Challenges Ahead for Global Trade

Despite a general trend towards normalization after a series of global crises, including the Covid-19 pandemic and the Russia-Ukraine war, new geopolitical tensions are surfacing. These include the Israel-Gaza war, the Houthi rebels’ activities in the Red Sea, US-China trade disputes, and the uncertain implications of a potential second Donald Trump presidency in the USA. Such tensions have the capacity to disrupt trade flows, thereby affecting global economic stability.

Impact on Shipping Routes

The Red Sea, a crucial maritime route connected to the Mediterranean by the Suez Canal, has become a hotspot for recent disruptions.

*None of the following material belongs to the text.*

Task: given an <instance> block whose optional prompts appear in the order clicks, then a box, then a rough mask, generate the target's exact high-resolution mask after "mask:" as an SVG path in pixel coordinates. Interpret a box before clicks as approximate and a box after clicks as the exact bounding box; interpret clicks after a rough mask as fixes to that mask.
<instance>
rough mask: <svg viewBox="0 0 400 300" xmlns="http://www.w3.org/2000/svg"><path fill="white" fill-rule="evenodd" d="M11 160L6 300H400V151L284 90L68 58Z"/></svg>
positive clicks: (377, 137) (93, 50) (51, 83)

The canal, which facilitates about 12% of global shipping traffic, has seen a reduction in the number of transiting commercial vessels due to these tensions. As a result, shipping companies have had to reroute, often taking the longer and more expensive path around the Cape of Good Hope.

Container Freight Rates and Economic Outlook

Freight rates have experienced a sharp increase, doubling or even tripling on major east-west routes compared to the previous year, although they have not reached the peaks of 2021-2022. The WTO’s apprehension is that the recovery could be dampened unless significant geopolitical crises are averted.


The WTO’s perspective on global trade for 2024 is cautiously optimistic, recognizing both the potential for recovery and the substantial risks posed by ongoing and emerging geopolitical tensions. The situation remains dynamic, with the global economy awaiting the concrete outcomes of these multifaceted challenges.